The child’s mother complained to the Scottish Public Services Ombudsman (SPSO) that the council had failed to take ‘reasonable steps’ to ensure that her child was safe.
She also said reasonable action was not taken when the severity of the child’s condition was established and that her complaint had been handled unreasonably.
The Ombudsman found a full risk assessment had been carried out and that pupils were reminded several times a day to administer sun protection.
They also felt the council’s actions to prevent sunburn were ‘reasonable’ if not effective.
The SPSO concluded that while the decision to allow the child to wear shorts and no sun protection was ‘poor’, they did not uphold this part of the complaint.
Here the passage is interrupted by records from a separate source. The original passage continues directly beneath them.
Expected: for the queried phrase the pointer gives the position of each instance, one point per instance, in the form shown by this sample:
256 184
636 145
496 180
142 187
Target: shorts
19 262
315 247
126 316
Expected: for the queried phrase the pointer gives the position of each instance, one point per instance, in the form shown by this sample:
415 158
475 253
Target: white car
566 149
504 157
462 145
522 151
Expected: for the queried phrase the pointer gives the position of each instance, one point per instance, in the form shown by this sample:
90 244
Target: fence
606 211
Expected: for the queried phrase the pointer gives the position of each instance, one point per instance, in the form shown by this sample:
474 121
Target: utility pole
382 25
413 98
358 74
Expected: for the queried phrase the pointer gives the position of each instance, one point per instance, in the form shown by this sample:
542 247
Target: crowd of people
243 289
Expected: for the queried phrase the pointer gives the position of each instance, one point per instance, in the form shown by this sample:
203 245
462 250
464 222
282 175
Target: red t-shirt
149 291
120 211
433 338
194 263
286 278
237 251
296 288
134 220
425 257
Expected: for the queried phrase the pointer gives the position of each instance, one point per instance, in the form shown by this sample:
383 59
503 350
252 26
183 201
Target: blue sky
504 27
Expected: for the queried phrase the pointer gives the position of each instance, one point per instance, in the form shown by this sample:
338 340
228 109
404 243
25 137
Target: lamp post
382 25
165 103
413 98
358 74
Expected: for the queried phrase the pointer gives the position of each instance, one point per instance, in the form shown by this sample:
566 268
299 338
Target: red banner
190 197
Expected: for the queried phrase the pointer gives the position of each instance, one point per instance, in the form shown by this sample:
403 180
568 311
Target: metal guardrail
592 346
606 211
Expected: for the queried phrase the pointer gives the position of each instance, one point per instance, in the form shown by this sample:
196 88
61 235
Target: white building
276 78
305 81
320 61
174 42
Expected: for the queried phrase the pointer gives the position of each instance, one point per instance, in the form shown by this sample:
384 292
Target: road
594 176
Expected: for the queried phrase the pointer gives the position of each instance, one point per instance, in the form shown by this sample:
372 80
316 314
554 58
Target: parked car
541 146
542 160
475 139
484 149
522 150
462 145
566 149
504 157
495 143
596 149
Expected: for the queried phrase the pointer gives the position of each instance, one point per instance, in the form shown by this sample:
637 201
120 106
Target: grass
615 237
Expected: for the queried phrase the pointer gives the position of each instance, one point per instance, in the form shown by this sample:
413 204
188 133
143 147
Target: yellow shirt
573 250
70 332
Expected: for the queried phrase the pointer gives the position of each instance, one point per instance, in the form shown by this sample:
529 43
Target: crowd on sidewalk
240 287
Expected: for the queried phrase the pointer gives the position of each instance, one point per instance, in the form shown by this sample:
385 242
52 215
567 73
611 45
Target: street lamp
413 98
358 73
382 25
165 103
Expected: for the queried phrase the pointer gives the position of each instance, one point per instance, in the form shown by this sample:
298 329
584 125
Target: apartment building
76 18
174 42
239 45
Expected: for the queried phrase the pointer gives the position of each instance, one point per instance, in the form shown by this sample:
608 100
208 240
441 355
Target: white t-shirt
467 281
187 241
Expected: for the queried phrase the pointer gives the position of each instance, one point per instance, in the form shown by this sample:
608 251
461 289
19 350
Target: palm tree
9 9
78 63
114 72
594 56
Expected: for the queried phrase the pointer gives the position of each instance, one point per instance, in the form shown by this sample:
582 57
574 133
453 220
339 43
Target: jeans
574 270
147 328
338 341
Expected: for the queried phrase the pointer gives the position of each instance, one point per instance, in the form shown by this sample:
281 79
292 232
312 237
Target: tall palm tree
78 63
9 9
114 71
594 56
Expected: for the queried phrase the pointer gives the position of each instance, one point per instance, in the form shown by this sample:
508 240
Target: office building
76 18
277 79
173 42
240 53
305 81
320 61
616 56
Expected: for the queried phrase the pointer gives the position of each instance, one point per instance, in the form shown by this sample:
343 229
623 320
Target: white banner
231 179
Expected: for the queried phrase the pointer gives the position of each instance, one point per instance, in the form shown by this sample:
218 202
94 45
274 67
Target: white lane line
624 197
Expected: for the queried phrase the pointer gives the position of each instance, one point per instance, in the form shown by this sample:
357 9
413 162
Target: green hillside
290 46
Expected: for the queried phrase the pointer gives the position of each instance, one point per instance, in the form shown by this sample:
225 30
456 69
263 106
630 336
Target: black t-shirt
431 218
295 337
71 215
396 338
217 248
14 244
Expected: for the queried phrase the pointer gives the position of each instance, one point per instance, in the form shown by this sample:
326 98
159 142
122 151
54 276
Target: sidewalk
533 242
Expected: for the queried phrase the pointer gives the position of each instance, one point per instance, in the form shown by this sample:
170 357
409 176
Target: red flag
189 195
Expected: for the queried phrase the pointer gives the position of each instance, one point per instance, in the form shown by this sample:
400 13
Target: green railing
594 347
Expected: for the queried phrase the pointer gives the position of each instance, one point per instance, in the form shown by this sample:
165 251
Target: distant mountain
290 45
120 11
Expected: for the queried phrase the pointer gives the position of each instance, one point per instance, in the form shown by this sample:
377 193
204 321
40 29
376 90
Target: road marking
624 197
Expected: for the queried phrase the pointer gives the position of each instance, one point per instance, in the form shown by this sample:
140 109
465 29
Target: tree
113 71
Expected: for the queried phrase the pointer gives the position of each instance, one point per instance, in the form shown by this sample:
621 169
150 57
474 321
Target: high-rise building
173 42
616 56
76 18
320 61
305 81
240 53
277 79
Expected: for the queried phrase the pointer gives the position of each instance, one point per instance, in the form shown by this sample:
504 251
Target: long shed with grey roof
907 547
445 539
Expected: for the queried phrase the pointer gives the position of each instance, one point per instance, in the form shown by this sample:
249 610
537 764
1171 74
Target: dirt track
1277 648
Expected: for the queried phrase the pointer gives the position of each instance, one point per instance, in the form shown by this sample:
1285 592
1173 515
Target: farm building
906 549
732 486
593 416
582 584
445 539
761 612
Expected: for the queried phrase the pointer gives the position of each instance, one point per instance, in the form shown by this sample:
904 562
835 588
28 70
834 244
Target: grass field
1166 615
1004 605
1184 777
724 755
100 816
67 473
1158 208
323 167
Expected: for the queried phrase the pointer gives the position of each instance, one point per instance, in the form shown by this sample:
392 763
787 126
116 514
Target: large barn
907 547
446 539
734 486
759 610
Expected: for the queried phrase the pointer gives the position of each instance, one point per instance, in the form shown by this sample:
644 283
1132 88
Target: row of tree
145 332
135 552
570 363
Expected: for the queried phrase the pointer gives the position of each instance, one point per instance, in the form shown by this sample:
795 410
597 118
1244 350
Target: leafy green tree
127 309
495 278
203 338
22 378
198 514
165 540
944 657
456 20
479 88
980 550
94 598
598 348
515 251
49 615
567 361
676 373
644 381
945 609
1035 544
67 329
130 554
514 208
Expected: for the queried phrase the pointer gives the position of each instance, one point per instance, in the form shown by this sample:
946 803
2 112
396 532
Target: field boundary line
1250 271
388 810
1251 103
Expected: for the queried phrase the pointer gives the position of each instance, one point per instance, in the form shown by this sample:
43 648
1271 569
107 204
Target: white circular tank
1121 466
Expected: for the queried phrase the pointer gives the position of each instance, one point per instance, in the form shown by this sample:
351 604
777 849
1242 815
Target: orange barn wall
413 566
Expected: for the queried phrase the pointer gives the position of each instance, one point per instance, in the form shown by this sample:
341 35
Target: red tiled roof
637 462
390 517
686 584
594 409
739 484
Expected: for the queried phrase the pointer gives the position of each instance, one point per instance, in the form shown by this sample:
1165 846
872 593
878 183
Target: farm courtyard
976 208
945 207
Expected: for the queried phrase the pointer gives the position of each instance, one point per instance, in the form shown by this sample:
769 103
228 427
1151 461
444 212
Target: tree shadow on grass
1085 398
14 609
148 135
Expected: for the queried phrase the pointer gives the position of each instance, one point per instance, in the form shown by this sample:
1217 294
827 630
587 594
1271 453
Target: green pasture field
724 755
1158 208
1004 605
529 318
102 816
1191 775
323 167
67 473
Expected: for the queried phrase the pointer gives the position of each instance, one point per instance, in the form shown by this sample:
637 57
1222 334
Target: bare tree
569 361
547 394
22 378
However, the Ombudsman’s report criticised the council for taking the temporarily wheelchair-bound child home 36 hours by coach rather than finding a quicker way.
They were also critical of the way the council handled the mother’s complaint.
‘We found that they failed to treat Mrs C's complaint as a formal complaint, and failed to advise her of the their complaints process,’ a summary of the report reads.
‘We also considered that their response to her was lacking in empathy.’
The council has been ordered to apologise.
A spokesperson for Moray Council said: ‘We accept the findings of the SPSO’s decision report and will, as requested, provide evidence that their recommendations have been implemented.’